Eccone un semplice esempio: “Sto pensando – dice Silberer – di dover correggere un passaggio zoppicante di un mio scritto.” Visione: “Mi vedo piallare un pezzo di legno.” Spesso, durante questi esperimenti, accadeva che il contenuto della visione fosse non il pensiero in attesa di elaborazione, bensì il suo stesso stato soggettivo durante questo tentativo, lo stato invece dell’oggetto; il che Silberer ha definito “fenomeno funzionale”. Un esempio vi mostrerà subito che cosa si intenda con ciò. L’autore si sforza di mettere a confronto le opinioni di due filosofi riguardo a un certo problema. Nella sua sonnolenza una di esse continua però a sfuggirgli e alla fine egli ha la visione di chiedere un’informazione a un segretario scorbutico il quale, chino sulla scrivania, dapprima non gli fa caso e poi lo osserva sdegnato e scostante. È probabile che le condizioni stesse dell’esperimento spieghino perché la visione in tal modo ottenuta illustri così frequentemente un frutto dell’autoosservazione.89
Fermiamoci ancora ai simboli. Ve ne sono alcuni che crediamo di aver riconosciuto, e nei quali tuttavia ci disturbava di non poter indicare in che modo proprio quel simbolo fosse assurto a quel significato. In tali casi non potevano non esserci particolarmente gradite conferme da altre fonti, dalla linguistica, dal folklore, dalla mitologia e dal rituale. Un esempio di questo genere è il simbolo del mantello. Avevamo detto che nel sogno di una donna il mantello significa un uomo.90 Spero ora che vi faccia una certa impressione sentire che Theodor Reik ci riferisce:91 “Nell’antichissimo cerimoniale di fidanzamento dei beduini, il promesso sposo copre la fidanzata con uno speciale mantello chiamato aba e pronuncia le parole rituali: ‘Nessuno d’ora in avanti ti coprirà tranne me.’” Abbiamo scoperto anche parecchi nuovi simboli, di cui voglio riferirvi almeno due esempi. Secondo Abraham, il ragno è nel sogno un simbolo della madre, ma della madre fallica, che si teme, così che la paura del ragno esprime il terrore per l’incesto con la madre e l’orrore per il genitale femminile.92 Forse sapete che una creazione della mitologia, la testa di Medusa, è da ricondursi allo stesso motivo del terrore dell’evirazione.93 L’altro simbolo di cui voglio parlarvi è quello del ponte, che è stato spiegato da Ferenczi.94 Originariamente esso significa il membro virile, che congiunge tra loro la coppia dei genitori nell’atto sessuale, ma in seguito da quel primo significato ne derivano altri. Dal momento che si deve al membro virile se si può venire al mondo uscendo dal liquido amniotico, il ponte diventa il passaggio dall’aldilà (dal non essere ancora nati, dal grembo materno) all’aldiqua (alla vita); e, poiché l’uomo si rappresenta anche la morte come ritorno nel grembo materno (nell’acqua), il ponte assume anche il significato di trapasso nella morte; infine, allontanandosi ulteriormente dal suo senso iniziale, il ponte designa passaggio, mutamento di stato in genere. Con ciò concorda il fatto che la donna, che non ha superato il desiderio di essere un uomo, sogna tanto spesso di ponti troppo corti per raggiungere l’altra sponda.

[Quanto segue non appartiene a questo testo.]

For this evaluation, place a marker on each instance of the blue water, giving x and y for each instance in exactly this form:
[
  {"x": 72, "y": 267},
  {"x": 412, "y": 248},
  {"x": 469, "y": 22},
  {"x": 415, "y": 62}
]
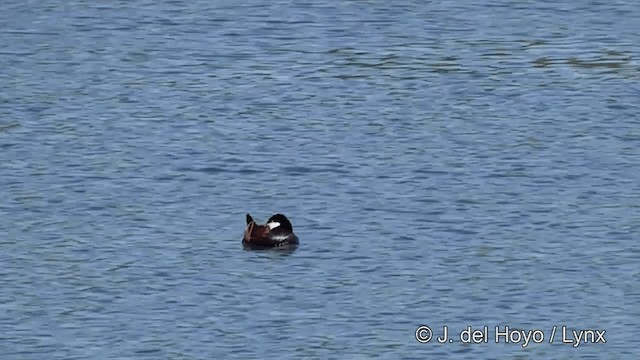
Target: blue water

Nel contenuto manifesto dei sogni compaiono molto spesso immagini e situazioni che ricordano noti motivi tratti da fiabe, miti e leggende. L’interpretazione di tali sogni getta allora luce sugli interessi originari che hanno creato questi motivi, ma non dobbiamo naturalmente dimenticare il mutamento di significato che nel corso dei tempi questo materiale ha subito. Il nostro lavoro interpretativo scopre, per così dire, la materia grezza, che abbastanza spesso dev’esser chiamata sessuale nel senso più lato, ma che in successive elaborazioni è stata impiegata nei modi più disparati. Tali derivazioni provocano, di norma, l’ira di tutti gli studiosi di indirizzo non analitico, quasi che noi volessimo rinnegare o tenere in poco conto tutto ciò che in successivi sviluppi è stato costruito sopra lo spunto originario. Ciò nonostante tali scoperte sono istruttive e interessanti. Lo stesso vale per l’origine di certi motivi dell’arte figurativa, ad esempio quando M. J. Eisler, seguendo l’indicazione di sogni dei suoi pazienti, interpreta analiticamente l’adolescente che gioca con un bambino, rappresentato nell’Ermete di Prassitele.95 Per finire, non posso impedirmi di menzionare la frequenza con la quale proprio i temi mitologici trovano spiegazione mediante l’interpretazione onirica. Così, ad esempio, nella leggenda del Labirinto può essere ravvisata la rappresentazione di una nascita anale: i corridoi aggrovigliati sono l’intestino, il filo di Arianna il cordone ombelicale.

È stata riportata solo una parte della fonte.